OBJECTIVE: To evaluate whether hemangiogenesis, lymphangiogenesis, and concomitant invasion of mononuclear phagocytes occurring after high-risk corneal transplantation in already vascularized high-risk recipient corneal beds increase the risk for subsequent immune rejection.
METHODS: Three intrastromal sutures were left in place for 6 weeks in the corneas of BALB/c mice, causing neovascularization. Three weeks after suture removal, keratoplasty was performed (donors C57BL/6 mice). The treatment group received a vascular endothelial growth factor A (VEGF-A)-neutralizing cytokine trap at 0, 4, 7, and 14 days postoperatively (Fc protein was used as the control treatment). Morphometry was performed in corneal flat mounts using lymphatic endothelial hyaluronan receptor-1 (a specific lymphatic endothelial marker), CD31 (a panendothelial marker), and F4/80 (a marker for mononuclear phagocytes).

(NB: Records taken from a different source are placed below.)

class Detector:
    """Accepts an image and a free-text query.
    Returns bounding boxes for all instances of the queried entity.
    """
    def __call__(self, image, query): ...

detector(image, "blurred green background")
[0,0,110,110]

RESULTS: After corneal transplantation, significant additional hemangiogenesis (mean area covered by vessels [SD], 68% [18%] postoperatively vs 40% [18%] preoperatively; P = .03) and lymphangiogenesis (12% [1.3%] postoperatively vs 9% [2.8%] preoperatively; P = .03) were observed. Postoperative neutralization of VEGF-A inhibited operation-induced hemangiogenesis (35% [8%]; P = .007) and lymphangiogenesis (6% [1.6%]; P = .03) and decreased the recruitment of mononuclear phagocytes into the graft (mean [SD], 501 cells/mm(2) [152] in treated mice vs 684 cells/mm(2) [35] in Fc controls; P = .03). After 8 weeks, 23% of the treated corneas were not rejected, whereas all control corneas were rejected after 21 days (P = .007).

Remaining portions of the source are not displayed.